Are you a connection addict? A story about vulnerability, eye-rolling + learning discernment.

For a long time, I didn’t have many spiritually-minded friends.

So when I found out about a free workshop happening nearby, I signed up, figuring I might meet some cool consciousness-curious people.

But on the day of the workshop, I felt quiet and reflective – not in a socializing mood at all.

And when I walked into the meeting room, most people glanced up at me and quickly looked away. Not exactly a warm bunch.

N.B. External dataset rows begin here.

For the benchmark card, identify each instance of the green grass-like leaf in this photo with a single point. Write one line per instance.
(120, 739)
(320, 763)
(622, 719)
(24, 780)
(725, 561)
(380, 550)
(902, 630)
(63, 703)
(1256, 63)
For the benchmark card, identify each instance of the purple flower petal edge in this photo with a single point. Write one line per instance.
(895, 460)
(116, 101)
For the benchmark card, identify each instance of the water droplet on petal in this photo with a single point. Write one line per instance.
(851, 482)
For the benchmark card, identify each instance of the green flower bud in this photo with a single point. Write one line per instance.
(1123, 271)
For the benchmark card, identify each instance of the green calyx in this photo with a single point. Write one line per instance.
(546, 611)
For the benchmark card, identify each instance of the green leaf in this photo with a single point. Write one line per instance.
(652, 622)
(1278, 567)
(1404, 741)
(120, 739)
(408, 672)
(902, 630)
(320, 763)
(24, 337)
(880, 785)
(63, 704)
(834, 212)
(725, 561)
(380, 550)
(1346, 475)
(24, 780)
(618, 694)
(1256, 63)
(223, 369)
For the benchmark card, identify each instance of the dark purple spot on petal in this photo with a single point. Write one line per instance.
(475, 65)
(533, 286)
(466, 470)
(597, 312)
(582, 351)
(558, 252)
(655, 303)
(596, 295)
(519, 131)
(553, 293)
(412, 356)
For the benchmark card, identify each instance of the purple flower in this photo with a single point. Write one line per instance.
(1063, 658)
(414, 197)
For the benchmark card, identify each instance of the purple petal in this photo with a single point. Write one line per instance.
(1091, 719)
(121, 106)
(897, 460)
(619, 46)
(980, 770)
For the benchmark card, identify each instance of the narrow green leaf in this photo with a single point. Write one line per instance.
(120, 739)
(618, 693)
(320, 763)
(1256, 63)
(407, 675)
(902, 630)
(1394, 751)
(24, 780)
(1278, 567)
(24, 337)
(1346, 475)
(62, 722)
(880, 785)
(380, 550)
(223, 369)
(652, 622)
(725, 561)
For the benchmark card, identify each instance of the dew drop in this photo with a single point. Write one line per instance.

So when the facilitator asked if anyone wanted to share their thoughts at the end of the workshop, you’d expect I would have sat there quietly and waited for someone else to pipe up, right?

Nope.

I shot my hand straight up in the air.

Why?

I was desperate for connection.

 
Even though my mood was quiet and inward…

And even though I’d received a fairly cold reception…

And even though my stomach contracted in that way it does when I don’t feel safe, I wanted to connect with others so badly that I ignored all that.

Despite all the signs to the contrary, I told myself that if I spoke up and got a little vulnerable with these folks, a connection would happen. Someone would feel me.

So I shared with the group about the profound aha-moment I’d had during the guided meditation.

And as I talked, I looked around, expecting to see resonance and compassion on at least a few faces. Connection.

But almost every face was blank. Uninspired. Non-resonant.

 
It did not appear that I was being ‘felt’.

In fact, one dude was rolling his eyes at me. I’m talking full on, pre-pubescent boy kinda eye-rolling.

Even when he saw me looking at him, he continued to smirk and cock his head to the side with an incredulous expression on his face.

And although his reaction was unkind and I was bummed that no one else was responding with the head nodding and soft smiles I’d hoped for, here’s the truth:

Sometimes, we want to share, be seen and heard so badly, that we don’t pause to consider the person(s) or the context that we’re sharing with.

 
Some of us don’t open up at all. Others of us, open the gates to our most intimate inner kingdom far too quickly.

Our deep craving for connection sometimes leads us to ignore the soft voice that says “This isn’t the time or the place or the person I really wanna get naked with.”

Screen Shot 2014-03-24 at 11.29.02 AMVulnerability (in its healthiest, most nourishing form) is inextricably linked with discernment.

Does this context and relationship feel inviting and warm?

Do I feel safe + ready to share this or does opening up here feel forced?

Do I trust you?

Opening to connection often feels risky – especially with people we haven’t known very long, or at all. But even in the midst of the risk, your intuition will whisper, “Open up anyway. Trust anyway.”

OR…

It will tell you that this moment or this person is not the one, at least not right now. In that case, open to that. Trust that.

That’s what I didn’t do at that workshop.

I didn’t trust the soft voice telling me this was a time for me to be quiet, that this was not the place or the people for me to bare myself to.

When you next raise your hand or open your mouth to share something intimate, take a breath and ask your own soft voice whether that time and space and person is right for you.

And whatever that voice says, trust it.